Adaptive CL-BFGS Algorithms for Complex-Valued Neural Networks

Complex-valued limited-memory BFGS (CL-BFGS) algorithm is efficient for the training of complex-valued neural networks (CVNNs). As an important parameter, the memory size represents the number of saved vector pairs and would essentially affect the performance of the algorithm. However, the determination of a suitable memory size for the CL-BFGS algorithm remains challenging. To deal with this issue, an adaptive method is proposed in which the memory size is allowed to vary during the iteration process. Basically, at each iteration, with the help of multistep quasi-Newton method, an appropriate memory size is chosen from a variable set {1,2,..., M} by approximating complex Hessian matrix as close as possible. To reduce the computational complexity and ensure desired performance, the upper bound M is adjustable according to the moving average of memory sizes found in previous iterations.
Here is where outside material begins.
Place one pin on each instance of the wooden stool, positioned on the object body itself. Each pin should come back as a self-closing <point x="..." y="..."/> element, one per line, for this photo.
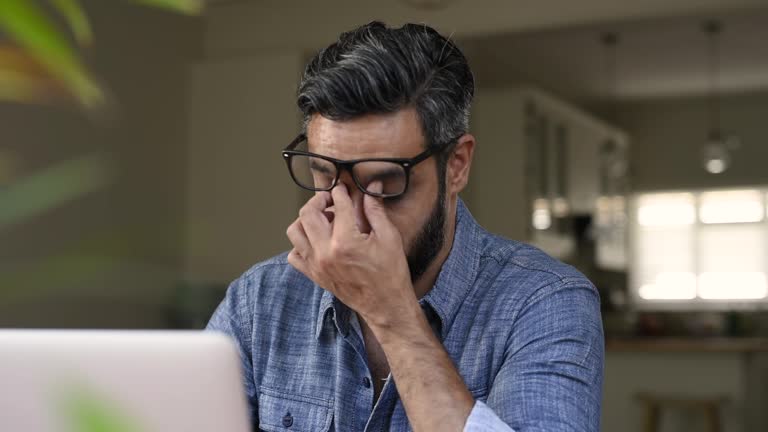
<point x="654" y="404"/>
The proposed adaptive CL-BFGS (ACL-BFGS) algorithm can be efficiently applied for the training of CVNNs. Moreover, it is suggested to take multiple memory sizes to construct the search direction, which further improves the performance of the ACL-BFGS algorithm. Experimental results on some benchmark problems including the pattern classification, complex function approximation, and nonlinear channel equalization problems are given to illustrate the advantages of the developed algorithms over some previous ones.